‘Pose’ revê o universo LGBT dos anos 80
Série com oito episódios estreia a 1ª temporada no País nesta sexta, 28
Ryan Murphy é um dos bambambãs da televisão americana – ele assinou em fevereiro um contrato milionário com a Netflix, estimado em US$ 300 milhões (coisa de R$ 1,2 bilhão). Embora suas séries, como Glee ou American Crime Story, passando por American Horror Story, sejam divertidas, ele explora temas sérios, como racismo e preconceito contra homossexuais, pregando a aceitação do outro. Mas nada do que fez até agora foi no nível de Pose, cuja primeira temporada estreia nesta sexta-feira no Brasil, com todos os oito episódios disponíveis imediatamente no FOX App, para assinantes dos pacotes FOX+ e FOX Premium, e semanalmente, às 22h, no FOX Premium 1. A série é pioneira ao empregar atrizes trans em seus papéis principais, além de inúmeros secundários, e contar com pessoas da comunidade nos bastidores também.

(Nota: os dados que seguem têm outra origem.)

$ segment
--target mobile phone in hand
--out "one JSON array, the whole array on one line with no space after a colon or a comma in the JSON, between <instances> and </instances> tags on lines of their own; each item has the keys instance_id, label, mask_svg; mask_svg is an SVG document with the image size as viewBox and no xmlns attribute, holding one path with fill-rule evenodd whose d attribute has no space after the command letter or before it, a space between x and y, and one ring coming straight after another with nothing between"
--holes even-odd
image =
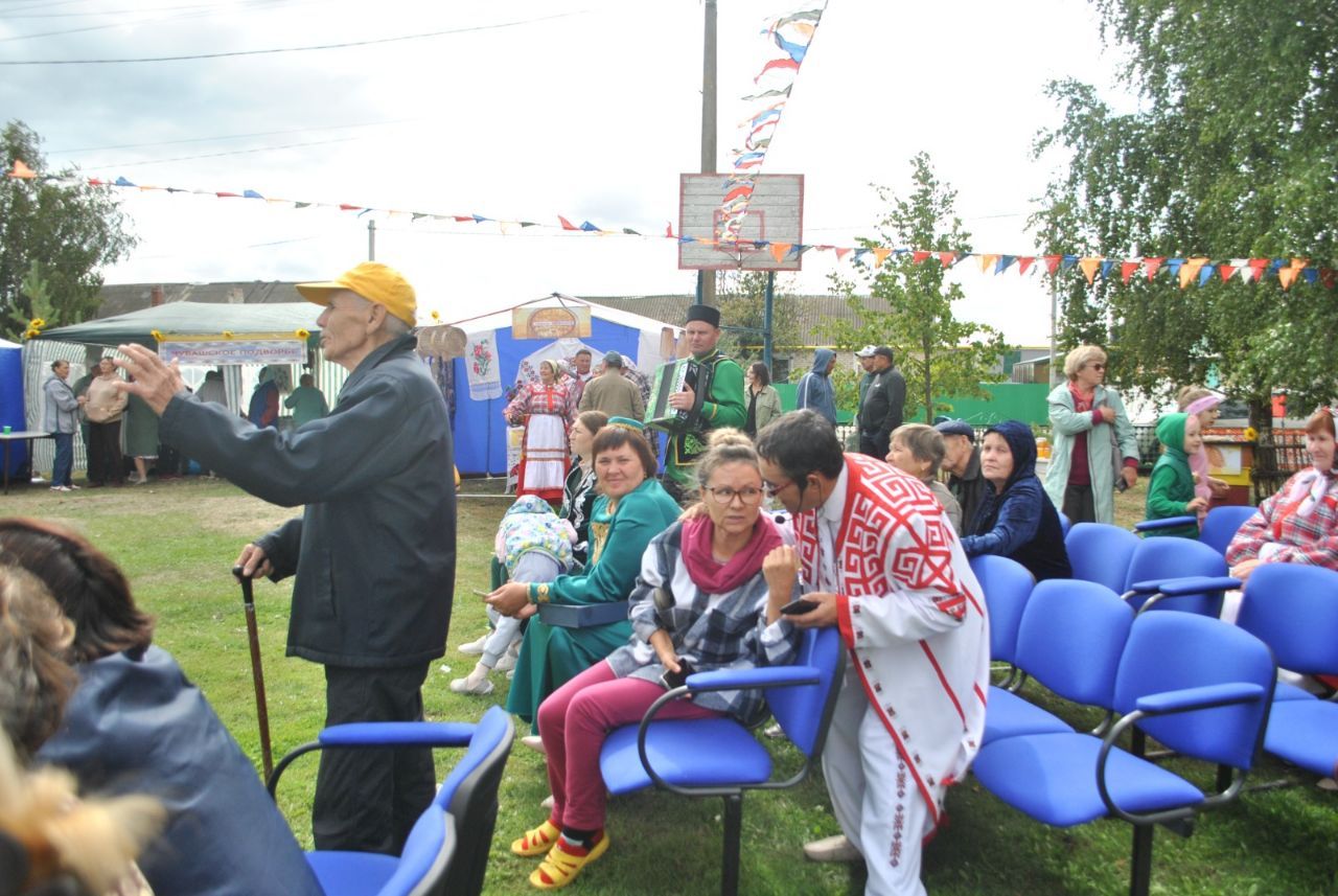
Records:
<instances>
[{"instance_id":1,"label":"mobile phone in hand","mask_svg":"<svg viewBox=\"0 0 1338 896\"><path fill-rule=\"evenodd\" d=\"M818 608L816 600L809 600L808 598L799 598L797 600L791 600L780 608L780 611L787 617L800 617L811 610Z\"/></svg>"},{"instance_id":2,"label":"mobile phone in hand","mask_svg":"<svg viewBox=\"0 0 1338 896\"><path fill-rule=\"evenodd\" d=\"M688 675L696 674L696 669L692 663L684 658L678 658L678 671L672 669L665 669L665 674L660 677L660 683L665 686L665 690L673 690L674 687L682 687L684 682L688 681Z\"/></svg>"}]
</instances>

“Foi o processo criativo mais longo porque já passei”, disse Murphy, conhecido por acompanhar de perto todos os títulos que levam seu nome, numa entrevista em Los Angeles. Pose vai aos anos 1980, quando a epidemia de aids matava muitos membros da comunidade LGBTQ, e mostra os bailes competitivos que misturam dança, fantasia e desfile de moda frequentados por eles, depois popularizados por Madonna com Vogue. “Queria transformar o documentário Paris Is Burning (também sobre os bailes e dirigido em 1990 por Jennie Livingston) em uma série”, contou Murphy.
O produtor então se encontrou com os sobreviventes da cena na época, que hoje participam da série como jurados nos bailes, em todos os episódios. “Queria que eles fizessem parte da série de alguma forma, e pagar por seu tempo e energia”, disse ainda Murphy. “Não queria me apropriar da história deles simplesmente.”
No fim, ele percebeu que o melhor seria criar uma ficção em vez de se basear na vida de pessoas, muitas delas já mortas. Na mesma época, chegou às suas mãos um roteiro chamado Pose, de Steven Canals, sobre a relação da personagem central, Blanca (Mj Rodriguez), com Damon (Ryan Jamaal Swain), expulso de casa por ser homossexual. Assim nasceu a série, que trata do drama da aids e do glamour dos bailes, mas fala muito de família: Mj se torna “mãe” de jovens como Damon, Angel (Indya Moore), que se envolve com um homem casado, e mesmo de veteranos, como o MC do baile Pray Tell (Billy Porter). A Casa de Evangelista fundada por Blanca tem como principal rival a Casa de Abundance, liderada pela difícil Elektra (Dominique Jackson), antiga “mãe” de Blanca.
Para encontrar atrizes trans como Mj Rodriguez, Indya Moore e Dominique Jackson, Murphy e sua equipe percorreram bares e bailes e deram chance para quem quisesse tentar, tivesse ou não experiência. “Eu estou num ponto da minha carreira em que realmente queria ser um defensor e um patrocinador, algo que nunca tive quando era mais jovem. Tornou-se um projeto de paixão”, lembrou ele, que contou certo dia cerca de 500 pessoas LGBTQ no set, todas com plano de saúde e benefícios. Ele também está doando todos os lucros com a série para a comunidade.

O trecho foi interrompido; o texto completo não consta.